The subtleties of human language makes the determination of sentiment extremely difficult via standalone technology.  Solutions abound, but without the overhead of skilled human set-up and supervision the results can be very misleading or simply wrong.  And the risk of getting it wrong means that organisations lack the confidence to embrace widespread technology application. Current systems require input of typical sentiment 'seeds' or 'phrases' (emotive terms) to help steer the technology into identifying sentiment commentary.  But such lists: need up-front creation and require on-going data management; need focus on particular subject areas - sentiment terms for Food are different to Insurance; suffer from the ambiguity of language and context - does 'better' refer to a gambler in the on-line gaming world, or good-quality product/service, or the negative comment 'could do better!'; foster 'keyword search' approaches, where one also needs to consider context to determine true meaning. There is real light at the end of the tunnel with the release of Leximancer's Automatic Sentiment Lens. 

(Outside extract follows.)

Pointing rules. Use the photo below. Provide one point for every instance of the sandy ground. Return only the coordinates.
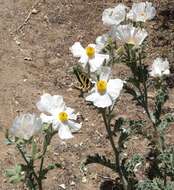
(35, 58)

Demonstration: Tweetsentiments - Dave Naffis, Cofounder & Tom Zeng, Software Architect, Intridea, Inc.

Tweetsentiments is a web services product that analyzes tweet sentiments using Machine Learning and Natural Language Processing technologies.  We will show those features: tracking positive/negative sentiments on topics for brand and event monitoring; tracking user's sentiments over time based on tweets; sentiment index by country using thematic maps, and overlay with other maps (i.e. H1N1) to detect possible correlations; using tweetsentiments.com API to add sentiment analysis capablities to 3rd party apps; various sentiment related charts and reports.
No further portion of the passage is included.